Thursday, August 1, 2013

Questions and Answers

I've gotten plenty of questions about my trip since I got back.  My favorite, or course, has been, "You left the country?" But the most often-asked is not one you might expect.  No, it wasn't "You went where?", "How long were you gone?", or even "What was it like in... what was that place called again, Russia?" No, the question people ask me the most since I returned to the U.S. has been, "Glad to be back?"

Now, I am by no means a psychologist, but I know a loaded question when I hear one. You've gotta know that when a person asks a question like that, they expect a certain answer. And I'm happy to oblige, as it happens. Why yes, I certainly am glad to be back in a place where things make sense, where the traditional order of things I've known since birth is still in place, and where I can take advantage of all those, well, advantages I've been taught belong to me. Yes, I enjoy knowing my place in the world.

Not that everything and everyone didn't have a place in Astana. It was just an equally, shall we say allotted, place for all. Take for example any business larger than a basement-level mini-mart. They all have lockers. Not for the convenience of shoppers, especially in malls where you might have many bags by the time you're done, but for the convenience of the ever-present security. Everyone who walks into a business—for some reason in grocery stores more than any other place I've seen—is under suspicion, without exception. Ok, maybe grandmothers, but everyone is afraid of them, so I can see cause for dispensation. And everyone who walks into these places just knows and accepts it.

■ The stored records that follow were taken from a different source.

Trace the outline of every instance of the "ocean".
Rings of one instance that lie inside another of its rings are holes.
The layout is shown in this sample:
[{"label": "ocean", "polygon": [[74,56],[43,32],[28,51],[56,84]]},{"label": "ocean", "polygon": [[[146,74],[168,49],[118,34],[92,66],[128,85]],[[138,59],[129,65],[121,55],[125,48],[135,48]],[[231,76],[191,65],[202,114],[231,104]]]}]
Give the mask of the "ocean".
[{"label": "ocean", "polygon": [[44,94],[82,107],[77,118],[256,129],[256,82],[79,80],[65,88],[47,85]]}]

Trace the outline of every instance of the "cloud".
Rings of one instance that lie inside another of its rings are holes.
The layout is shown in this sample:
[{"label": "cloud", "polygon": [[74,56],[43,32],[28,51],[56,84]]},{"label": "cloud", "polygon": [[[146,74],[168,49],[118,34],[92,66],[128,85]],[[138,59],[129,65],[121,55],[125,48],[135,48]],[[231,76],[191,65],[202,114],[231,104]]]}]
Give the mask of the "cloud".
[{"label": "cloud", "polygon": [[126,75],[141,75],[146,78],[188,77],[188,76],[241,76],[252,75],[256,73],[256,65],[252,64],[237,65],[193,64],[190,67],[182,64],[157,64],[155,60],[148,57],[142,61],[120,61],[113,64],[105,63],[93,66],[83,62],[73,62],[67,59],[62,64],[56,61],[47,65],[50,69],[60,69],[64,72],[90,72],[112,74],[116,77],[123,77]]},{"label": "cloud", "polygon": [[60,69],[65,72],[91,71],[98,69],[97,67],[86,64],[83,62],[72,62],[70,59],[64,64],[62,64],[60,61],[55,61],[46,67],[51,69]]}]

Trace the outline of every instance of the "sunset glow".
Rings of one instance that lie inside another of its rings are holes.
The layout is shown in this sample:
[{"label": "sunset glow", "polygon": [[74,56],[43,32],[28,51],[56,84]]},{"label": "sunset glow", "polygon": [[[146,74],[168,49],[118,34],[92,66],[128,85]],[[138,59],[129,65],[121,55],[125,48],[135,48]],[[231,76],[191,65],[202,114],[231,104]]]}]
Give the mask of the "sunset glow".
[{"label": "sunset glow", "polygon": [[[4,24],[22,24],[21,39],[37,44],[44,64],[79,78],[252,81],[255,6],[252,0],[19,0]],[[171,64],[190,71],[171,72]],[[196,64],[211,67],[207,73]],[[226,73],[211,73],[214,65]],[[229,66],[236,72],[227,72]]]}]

People aren't to be trusted, no matter how they're dressed, or whether they follow the unwritten no-smiling-in-any-place-there's-a-chance-someone-might-see-you-do-it rule.

Now, I suppose I might have come under more suspicion in the "everyone's a criminal" initiative. It's not what you think though. Well, not directly. Security didn't profile me because I was a foreigner, but because, being a foreigner, I looked differently. Being a female who wore clothes that were actually comfortable, roomy even, naturally brought me under suspicion for intent to steal everything in the store. Wearing a sweatshirt into Gal-Mart, the upscale grocery store in one of Astana's many malls, is just an open invitation for a security guard to follow you around and stare at you the entire time you're in the store.

Also, I had a silly proclivity for carrying things—a messenger bag, a backpack, a purse that could hold more than a tube of lipstick—that immediately made me stand out as an obvious shoplifter. Women in this city, as I'm sure I've mentioned, don't carry things, often not even a purse. Probably it has to do with the fact that even a clutch is enough to upset the balance and tip those tiny women right off their four-inch heels. Luckily, there are men willing to display their masculinity at every opportunity and carry the purses of their women.

Now, I suppose it was a bit easier for security people to pick me out, being that I was recognizably not Kazakh. I could've passed for Russian, I suppose, if I'd dressed differently, but clothes were so expensive I just never bothered to try. So yes, I'm also be glad to be back in a place where I'm so recognizably not the person meant to be profiled. I can wear what I like, carry what I like, do incredibly suspicious things in places of terribly expensive commerce, and I don't even get a look. You can't be that, can you?